At pressure `P` and absolute temperature `T_(1)` a mass `M` of an ideal gas fills a closed container of volume `(V)`. An additional mass `2 M` of the same gas is added into the container and the volume is then reduced to `(V)/(3)` and the temperature to `(T)/(3)`. If now the pressure of the gas is `n P`, then find `n`.

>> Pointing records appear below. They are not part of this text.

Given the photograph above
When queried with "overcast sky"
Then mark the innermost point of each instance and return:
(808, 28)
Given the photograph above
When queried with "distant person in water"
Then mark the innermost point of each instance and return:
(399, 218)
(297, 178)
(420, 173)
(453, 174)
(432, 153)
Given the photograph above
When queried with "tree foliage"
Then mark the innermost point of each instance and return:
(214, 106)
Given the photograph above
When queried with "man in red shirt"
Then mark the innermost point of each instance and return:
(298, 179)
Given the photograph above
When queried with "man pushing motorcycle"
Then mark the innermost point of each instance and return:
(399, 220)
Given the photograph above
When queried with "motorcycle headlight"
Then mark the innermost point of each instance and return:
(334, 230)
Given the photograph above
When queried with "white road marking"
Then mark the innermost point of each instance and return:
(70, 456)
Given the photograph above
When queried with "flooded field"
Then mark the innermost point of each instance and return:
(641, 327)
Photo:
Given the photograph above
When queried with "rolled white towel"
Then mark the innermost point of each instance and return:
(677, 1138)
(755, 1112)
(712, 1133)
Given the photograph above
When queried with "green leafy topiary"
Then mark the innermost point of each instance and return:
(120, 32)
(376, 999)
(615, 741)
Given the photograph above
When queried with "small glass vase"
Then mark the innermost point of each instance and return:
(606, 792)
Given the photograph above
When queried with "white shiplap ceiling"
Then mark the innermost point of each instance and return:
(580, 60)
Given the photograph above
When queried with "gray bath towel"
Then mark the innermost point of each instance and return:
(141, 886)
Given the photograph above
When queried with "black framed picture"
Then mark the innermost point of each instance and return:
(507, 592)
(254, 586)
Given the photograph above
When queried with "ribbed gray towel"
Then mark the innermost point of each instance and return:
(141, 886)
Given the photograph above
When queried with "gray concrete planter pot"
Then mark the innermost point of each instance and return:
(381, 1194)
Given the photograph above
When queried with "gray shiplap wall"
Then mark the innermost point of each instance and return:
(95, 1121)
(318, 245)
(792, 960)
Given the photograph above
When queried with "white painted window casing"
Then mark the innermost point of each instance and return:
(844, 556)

To solve the problem, we will use the ideal gas law, which states that: \[ PV = nRT \] where: - \( P \) = pressure - \( V \) = volume - \( n \) = number of moles of gas - \( R \) = universal gas constant - \( T \) = absolute temperature ### Step-by-Step Solution: 1. **Initial Condition**: - Given that at pressure \( P \) and temperature \( T_1 \), a mass \( M \) of an ideal gas fills a volume \( V \). - Using the ideal gas law, we can write: \[ PV = \frac{M}{M_m} RT_1 \] - Here, \( M_m \) is the molar mass of the gas. This is our **Equation 1**. 2. **Final Condition**: - An additional mass \( 2M \) of the same gas is added, making the total mass \( 3M \). - The volume is reduced to \( \frac{V}{3} \) and the temperature is reduced to \( \frac{T_1}{3} \). - The new pressure is denoted as \( P' \). - Using the ideal gas law again, we can write for the new condition: \[ P' \left(\frac{V}{3}\right) = \frac{3M}{M_m} R \left(\frac{T_1}{3}\right) \] - Simplifying this, we get: \[ P' \frac{V}{3} = \frac{3M}{M_m} \frac{RT_1}{3} \] - This simplifies to: \[ P' \frac{V}{3} = \frac{M}{M_m} RT_1 \] - Rearranging gives us: \[ P' = 3P \] - This is our **Equation 2**. 3. **Finding \( n \)**: - From the above equation, we see that \( P' = nP \). - Since we found \( P' = 3P \), we can equate: \[ nP = 3P \] - Dividing both sides by \( P \) (assuming \( P \neq 0 \)): \[ n = 3 \] ### Final Answer: Thus, the value of \( n \) is \( 3 \).